A detailed theory of a phase diagram of a two-dimensional surface superconductor in a parallel magnetic field is presented. A spin-orbital interaction of the Rashba type is known to produce at a high magnetic field $h$ (and in the absence of impurities) an inhomogeneous superconductive phase similar to the Larkin-Ovchinnikov-Fulde-Ferrel (LOFF) (Zh. Eksp. Teor. Fiz. 47, 1136 (1964) [Sov. Phys. JETP. 20, 762 (1965)]; Phys. Rev. 135, A550 (1964)) state with an order parameter $\ensuremath{\Delta}(\mathbf{r})\ensuremath{\propto}\mathrm{cos}(\mathbf{Q}\mathbf{r})$. We consider the case of a strong Rashba interaction with the spin-orbital splitting $\ensuremath{\alpha}m{v}_{F}$ (where $\ensuremath{\alpha}$ is the Rashba velocity) much larger than the superconductive gap $\ensuremath{\Delta}$, and show that at low temperatures $T\ensuremath{\leqslant}0.4{T}_{c0}$ the LOFF-type state is separated from the usual homogeneous state by a first-order phase transition line.
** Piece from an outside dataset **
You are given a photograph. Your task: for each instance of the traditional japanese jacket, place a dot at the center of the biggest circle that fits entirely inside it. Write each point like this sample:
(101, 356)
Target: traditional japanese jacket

At higher temperatures, a different inhomogeneous ``helical'' state with $\ensuremath{\Delta}(\mathbf{r})\ensuremath{\propto}\mathrm{exp}(i\mathbf{Q}\mathbf{r})$ intervenes between the uniform BCS state and the LOFF-like state at $g{\ensuremath{\mu}}_{B}h\ensuremath{\approx}1.5{T}_{c0}$. The modulation vector $Q$ in both phases is of the order of $g{\ensuremath{\mu}}_{B}h∕{v}_{F}$. The superfluid density ${n}_{s}^{yy}$ vanishes in the region around the second-order transition line between the BCS state and the helical state. Nonmagnetic impurities suppress both inhomogeneous states and eliminate them completely at ${T}_{c0}\ensuremath{\tau}\ensuremath{\leqslant}0.11$. However, once an account is made of the next-order term over the small parameter $\ensuremath{\alpha}∕{v}_{F}⪡1$, a relatively long wave helical modulation with $Q\ensuremath{\sim}g{\ensuremath{\mu}}_{B}h\ensuremath{\alpha}∕{v}_{F}^{2}$ is found to develop from the BCS state. This ground state carries zero current in the thermodynamic limit; however, under the cyclic boundary conditions a kind of ``spin-orbital Little-Parks oscillations'' [Phys. Rev. Lett. 9, 9 (1962)] is predicted. The long-wave helical modulation is stable with respect to disorder. In addition, we show that vortex defects with a continuous core may exist near the phase boundary between the helical and the LOFF-like states. In particular, in the LOFF-like state these defects may carry a half-integer flux.